The duo, through their battery of attorneys led by Senior Counsel Seenath Jairam, had told the court that “…the agency, through its human minds, including its officers has failed or omitted to carry out or to show that it has carried out its legal duties and or obligations thereby amounting to misfeasance in public office by them and by failing or omitting to act, has acted unreasonably, irregularly or improperly and or has abused its power.”
Collins, in a statement, had said “I can’t even drive my car without insurance. So it is incomprehensible that the government would allow Esso to operate without any form of insurance. An oil spill would be devastating for our country and region as many Guyanese and Caribbean peoples depend on the ocean for their livelihoods.

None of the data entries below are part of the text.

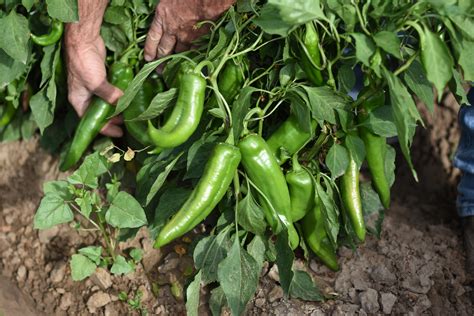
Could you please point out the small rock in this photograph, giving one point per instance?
(58, 273)
(369, 301)
(171, 263)
(98, 300)
(66, 301)
(102, 278)
(275, 294)
(21, 274)
(46, 235)
(260, 302)
(381, 274)
(273, 273)
(387, 300)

That is why we have decided that the time has come to take matters to the court for relief.”
Justice Kissoon had said that in the course of the proceedings, the court found on the evidence that EEPGL was engaged in a “disingenuous attempt which was calculated to deceive when it sought to dilute its liabilities and settled obligations stipulated and expressed in clear unambiguous terms at Condition 14 of the Environment-al Permit (Renewed) while simultaneously optimising production at the Liza Phase 1 Petroleum Production Project in the Stabroek Block Offshore Guyana.”
Directly calling out the EPA, the judge said EEPGL “engaged in a course of action made permissible only by the omissions of a derelict, pliant and submissive Environmental Protection Agency.”
He said that the proceedings brought to the fore the adage, “but for the vigilance of citizens society shall perish.”
The court said it found that Esso was never in doubt as to what its liabilities were as captured under Condition 14 of the Permit, as the stipulations were neither unusual, unique or unauthorised.
Justice Kissoon went on to grant Collins and Whyte the orders they sought in the form of declarations. He also awarded them costs in the sum of $1,500,000.